Any additional computing and graphics cores in the upcoming Apple silicon should boost speeds for heavy-duty tasks such as intensive video editing, programming and more.
Upcoming Apple silicon vs. Apple M1?
By comparison, the current Apple M1 chip in the 13-inch MacBook Pro (2020), Mac mini (2020), MacBook Air (2020) and 24-inch iMac (2021) has eight processing cores (four high-performance cores and four energy-efficient ones), seven or eight graphics cores (some entry-level Macs use seven GPU cores) and either eight or sixteen gigabytes of unified memory.
Dividing CPU power between two sets of cores isn’t new in the semiconductor industry.
In Apple’s case, the high-performance cores take over more complex jobs like editing video or gaming while the energy-efficient cores handle more basic needs like web browsing, preserving battery life and so forth. Apple claims that the energy-performance cores in the M1 chip consume one-tenth the power of their high-performance counterparts.

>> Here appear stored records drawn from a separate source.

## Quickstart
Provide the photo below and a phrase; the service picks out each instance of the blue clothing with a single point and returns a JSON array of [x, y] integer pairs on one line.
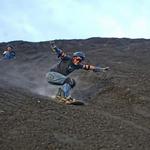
[[9, 55]]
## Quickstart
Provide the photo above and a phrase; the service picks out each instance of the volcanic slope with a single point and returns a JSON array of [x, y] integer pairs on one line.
[[117, 111]]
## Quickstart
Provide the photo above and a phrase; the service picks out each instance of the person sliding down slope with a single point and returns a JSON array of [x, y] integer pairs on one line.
[[58, 75]]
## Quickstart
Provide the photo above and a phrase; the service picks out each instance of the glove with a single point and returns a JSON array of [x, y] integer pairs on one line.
[[98, 69]]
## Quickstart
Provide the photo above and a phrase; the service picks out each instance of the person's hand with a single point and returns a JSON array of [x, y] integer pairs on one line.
[[98, 69], [105, 69]]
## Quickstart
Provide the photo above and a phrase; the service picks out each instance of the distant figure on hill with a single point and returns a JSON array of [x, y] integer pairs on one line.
[[9, 53], [58, 75]]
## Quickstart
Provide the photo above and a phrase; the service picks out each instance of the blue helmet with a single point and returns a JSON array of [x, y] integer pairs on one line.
[[79, 54]]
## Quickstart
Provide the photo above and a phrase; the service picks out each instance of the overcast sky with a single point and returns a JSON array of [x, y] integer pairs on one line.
[[43, 20]]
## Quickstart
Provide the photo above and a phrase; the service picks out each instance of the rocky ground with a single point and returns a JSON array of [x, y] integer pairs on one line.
[[117, 111]]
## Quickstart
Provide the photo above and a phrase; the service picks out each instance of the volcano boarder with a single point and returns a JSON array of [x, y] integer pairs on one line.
[[58, 75]]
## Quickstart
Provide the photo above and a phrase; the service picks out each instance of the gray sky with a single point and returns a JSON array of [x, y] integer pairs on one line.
[[42, 20]]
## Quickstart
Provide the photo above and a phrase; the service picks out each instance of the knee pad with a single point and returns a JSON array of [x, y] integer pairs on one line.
[[71, 82]]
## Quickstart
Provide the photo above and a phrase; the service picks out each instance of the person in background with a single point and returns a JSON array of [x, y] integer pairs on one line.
[[9, 53]]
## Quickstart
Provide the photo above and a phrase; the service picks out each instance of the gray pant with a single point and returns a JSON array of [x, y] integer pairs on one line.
[[55, 78]]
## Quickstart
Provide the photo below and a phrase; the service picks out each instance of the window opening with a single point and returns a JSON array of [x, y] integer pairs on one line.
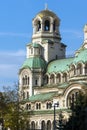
[[47, 25]]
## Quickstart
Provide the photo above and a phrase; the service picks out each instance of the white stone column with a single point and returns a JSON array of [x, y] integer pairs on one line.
[[85, 33], [51, 27]]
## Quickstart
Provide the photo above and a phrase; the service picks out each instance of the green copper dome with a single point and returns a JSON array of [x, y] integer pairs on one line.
[[45, 13], [81, 57], [34, 63], [59, 65]]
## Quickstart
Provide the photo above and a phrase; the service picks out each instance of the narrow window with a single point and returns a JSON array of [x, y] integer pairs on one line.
[[47, 25]]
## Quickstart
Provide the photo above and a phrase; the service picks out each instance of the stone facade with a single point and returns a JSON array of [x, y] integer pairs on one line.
[[47, 76]]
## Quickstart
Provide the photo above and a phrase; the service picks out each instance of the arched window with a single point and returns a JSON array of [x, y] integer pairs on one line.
[[46, 79], [23, 95], [54, 26], [38, 105], [86, 68], [27, 94], [52, 79], [43, 126], [48, 105], [26, 106], [38, 26], [73, 70], [32, 125], [72, 97], [48, 125], [25, 80], [58, 78], [65, 77], [47, 25], [79, 69], [29, 106]]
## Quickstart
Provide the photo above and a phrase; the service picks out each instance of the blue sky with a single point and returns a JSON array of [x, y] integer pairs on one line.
[[16, 30]]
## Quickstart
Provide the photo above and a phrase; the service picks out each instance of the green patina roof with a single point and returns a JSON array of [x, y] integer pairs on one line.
[[59, 65], [42, 97], [34, 63], [82, 56]]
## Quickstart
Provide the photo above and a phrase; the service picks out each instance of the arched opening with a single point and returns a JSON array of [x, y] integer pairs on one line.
[[25, 80], [52, 79], [46, 79], [38, 25], [54, 26], [72, 97], [48, 125], [47, 25], [58, 78], [73, 71], [43, 126], [64, 77], [86, 68], [32, 125], [79, 69], [48, 105]]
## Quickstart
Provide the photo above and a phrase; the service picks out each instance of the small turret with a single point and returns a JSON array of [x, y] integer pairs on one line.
[[85, 33]]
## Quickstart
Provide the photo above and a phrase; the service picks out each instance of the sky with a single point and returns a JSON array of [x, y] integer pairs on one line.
[[16, 30]]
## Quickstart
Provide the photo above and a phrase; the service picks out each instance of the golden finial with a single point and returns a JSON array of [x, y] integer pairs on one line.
[[46, 6]]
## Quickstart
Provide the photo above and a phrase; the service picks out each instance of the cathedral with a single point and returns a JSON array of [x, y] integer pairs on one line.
[[49, 81]]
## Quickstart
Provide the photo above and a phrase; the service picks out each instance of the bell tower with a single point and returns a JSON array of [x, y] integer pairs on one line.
[[46, 33]]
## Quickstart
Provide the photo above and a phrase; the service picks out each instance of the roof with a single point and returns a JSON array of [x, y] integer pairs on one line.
[[59, 65], [42, 97], [34, 63]]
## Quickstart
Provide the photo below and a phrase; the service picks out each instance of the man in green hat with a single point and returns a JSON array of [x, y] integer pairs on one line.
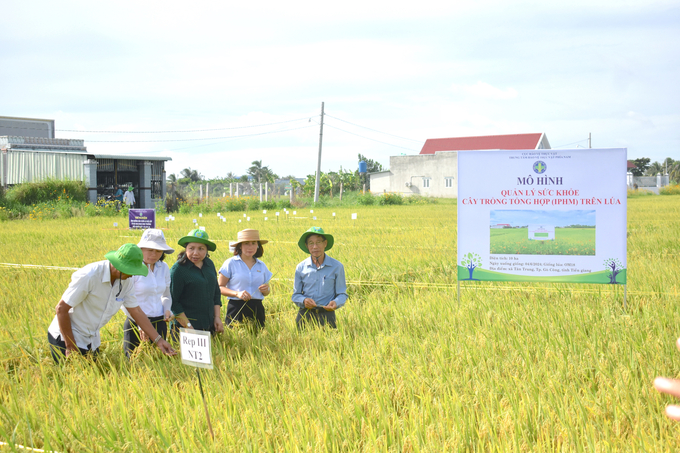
[[320, 287], [95, 294]]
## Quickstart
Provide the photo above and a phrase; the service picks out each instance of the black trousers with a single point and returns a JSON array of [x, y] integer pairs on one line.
[[319, 316], [58, 349], [132, 337], [238, 310], [175, 326]]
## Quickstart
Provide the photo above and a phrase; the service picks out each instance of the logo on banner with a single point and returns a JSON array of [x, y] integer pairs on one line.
[[540, 167]]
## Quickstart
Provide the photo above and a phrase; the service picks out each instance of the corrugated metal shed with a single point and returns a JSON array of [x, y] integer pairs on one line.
[[29, 166]]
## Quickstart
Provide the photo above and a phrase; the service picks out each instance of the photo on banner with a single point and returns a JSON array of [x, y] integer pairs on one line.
[[542, 215]]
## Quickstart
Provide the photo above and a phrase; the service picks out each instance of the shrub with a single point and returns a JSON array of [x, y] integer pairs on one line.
[[419, 200], [253, 204], [281, 204], [366, 199], [670, 190], [390, 199], [632, 193]]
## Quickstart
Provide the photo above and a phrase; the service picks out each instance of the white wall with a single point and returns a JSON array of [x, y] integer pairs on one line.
[[407, 175]]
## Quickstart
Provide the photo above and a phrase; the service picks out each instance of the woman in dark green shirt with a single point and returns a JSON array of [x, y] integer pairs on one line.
[[196, 300]]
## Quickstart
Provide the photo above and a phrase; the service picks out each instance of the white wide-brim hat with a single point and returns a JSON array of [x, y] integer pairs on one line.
[[154, 239]]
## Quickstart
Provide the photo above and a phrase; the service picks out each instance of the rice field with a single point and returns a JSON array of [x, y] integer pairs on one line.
[[568, 241], [508, 367]]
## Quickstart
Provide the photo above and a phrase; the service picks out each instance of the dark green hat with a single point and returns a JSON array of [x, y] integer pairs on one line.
[[302, 243], [129, 260], [200, 236]]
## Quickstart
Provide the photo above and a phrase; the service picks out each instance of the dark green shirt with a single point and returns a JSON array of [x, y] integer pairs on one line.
[[195, 292]]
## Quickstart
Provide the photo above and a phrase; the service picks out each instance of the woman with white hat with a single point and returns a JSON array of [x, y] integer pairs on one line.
[[244, 279], [152, 291], [196, 300]]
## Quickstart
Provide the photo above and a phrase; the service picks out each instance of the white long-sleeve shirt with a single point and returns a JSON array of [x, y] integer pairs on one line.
[[153, 291], [93, 301], [129, 198]]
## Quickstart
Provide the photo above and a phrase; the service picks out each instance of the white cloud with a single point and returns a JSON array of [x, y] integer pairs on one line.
[[484, 90]]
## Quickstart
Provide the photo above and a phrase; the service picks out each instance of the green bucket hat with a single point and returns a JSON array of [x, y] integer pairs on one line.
[[128, 259], [302, 243], [197, 235]]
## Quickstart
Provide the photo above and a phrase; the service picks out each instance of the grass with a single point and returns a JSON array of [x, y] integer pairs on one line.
[[568, 241], [509, 367]]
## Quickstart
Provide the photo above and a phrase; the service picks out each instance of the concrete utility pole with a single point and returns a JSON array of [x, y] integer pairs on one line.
[[318, 164]]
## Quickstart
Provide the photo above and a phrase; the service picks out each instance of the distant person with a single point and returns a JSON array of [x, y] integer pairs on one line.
[[129, 197], [118, 196], [152, 291], [671, 387], [244, 279], [95, 294], [319, 288], [196, 298]]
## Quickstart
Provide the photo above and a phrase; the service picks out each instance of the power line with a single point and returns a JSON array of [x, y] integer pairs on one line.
[[44, 129], [367, 138], [569, 144], [185, 131], [198, 139], [374, 130]]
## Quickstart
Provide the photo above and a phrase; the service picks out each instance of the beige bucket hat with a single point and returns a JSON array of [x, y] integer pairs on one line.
[[154, 239], [247, 235]]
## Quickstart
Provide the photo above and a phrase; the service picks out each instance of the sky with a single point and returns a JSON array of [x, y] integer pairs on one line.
[[552, 218], [216, 85]]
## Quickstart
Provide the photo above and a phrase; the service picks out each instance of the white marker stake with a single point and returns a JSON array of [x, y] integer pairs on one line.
[[196, 351]]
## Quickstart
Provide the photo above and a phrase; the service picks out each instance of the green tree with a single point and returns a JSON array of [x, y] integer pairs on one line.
[[641, 166], [261, 173]]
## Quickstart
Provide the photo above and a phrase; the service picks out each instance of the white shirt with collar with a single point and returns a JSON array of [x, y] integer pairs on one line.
[[93, 301], [153, 291], [242, 278]]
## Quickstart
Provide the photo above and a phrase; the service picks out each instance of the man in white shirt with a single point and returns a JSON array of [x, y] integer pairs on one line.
[[95, 294], [129, 197]]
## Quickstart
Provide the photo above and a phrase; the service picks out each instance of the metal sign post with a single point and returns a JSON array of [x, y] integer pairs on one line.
[[196, 351]]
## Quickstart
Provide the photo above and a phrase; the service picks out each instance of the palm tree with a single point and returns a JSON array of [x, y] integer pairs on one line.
[[193, 175], [654, 168], [257, 171]]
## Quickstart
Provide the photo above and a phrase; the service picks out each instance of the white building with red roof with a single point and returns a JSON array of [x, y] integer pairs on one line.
[[434, 172]]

MacBook Pro to bring back some missing ports
Aside from a redesigned chassis, these notebooks will also sport the following features:
- Magnetic MagSafe charger
- HDMI port
- SD card slot
- USB-C ports
A few years back, Apple removed the HDMI port, SD card slot and MagSafe charging from the MacBook Pro, but Bloomberg says those beloved features will now be making a comeback.